The Recipients of the Ex-Im Bank Largesse

In 2013 the Ex-Im Bank authorized $6.9 billion in direct loans, the three largest loans totaled $3.9 billion, or 55% of the total loans made.

The largest loan was $1.9 billion to BG Energy for the Queensland Curtis Liquified Natural Gas (LNG) plant. The Queensland plant is in Australia and will liquify natural gas from Australia and export that gas to China, Japan, Chile and Singapore. BG Energy is part of BG Group and in 2013 generated operating profit of $7.6 billion. BG is a global enterprise including its ownership of the Queensland Curtis Liquified Natural Gas plant. Bechtel Power is supplying engineering services to BG Energy for the Queensland plant. According to the Bechtel website it is "the world's No. 1 choice for engineering, construction, and project management." In 2012 Bechtel had revenues of $37.9 billion.

The New York Times worried today that if the Ex-Im Banks is shuttered, "American companies could lose billions of dollars in overseas orders and decide to move their operations to other countries that provide generous export financing." Is the Times really arguing Bechtel, "the world's No. 1 choice for engineering, construction, and project management" is in danger of moving even more of their operations overseas? Most of Bechtel's projects are overseas already, employing workers overseas.

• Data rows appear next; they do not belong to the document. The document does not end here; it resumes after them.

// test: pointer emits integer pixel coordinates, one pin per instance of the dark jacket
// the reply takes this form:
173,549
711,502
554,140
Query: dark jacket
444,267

The second largest loan is $1 billion to Reliance Industries for turbine generator sets for the Jamnagar Petrochemical Plant. It just happens that Bechtel is providing engineering and technical services for the project, but this loan will be used to purchase the generators from "Fluor, Conoco Philips, et. al." Fluor is a large engineering and construction firm and Conoco is one of the world's largest oil companies. Reliance is a large Indian company and according to their web site accounts for 6.9% of India's indirect tax revenue. It has the highest debt rating available and is India's largest private sector employer. In its latest fiscal year revenue was over $68 billion and net profit almost $3.9 billion.

The New York Times criticizes those who want to shut down the bank "as a symbol of corporate welfare," when in fact "a truly serious crackdown on corporate welfare would involve eliminating corporate tax breaks and wasteful subsidies." Is the Times arguing subsidizing Reliance, Fluor, Conoco, BG Group and Bechtel really not an egregious example of corporate welfare?

The third largest loan was to Global Foundries to build a semiconductor plant in Germany. Applied Materials will be supplying the equipment. Global Foundries is based in Silicon Valley but the equipment from Applied Materials will be installed in Germany. Applied Materials generates over $8 billion in sales and is one of the world's leading providers of semiconductor equipment.

The supporters of the bank paint the picture that businesses would fail and exports collapse without its support. Instead, the more realistic portrayal is large, well financed companies are using the US taxpayer to subsidize their operations. I can understand why Big Business loves the Ex-Im Bank. I can't understand why the Times and Democrats do as well.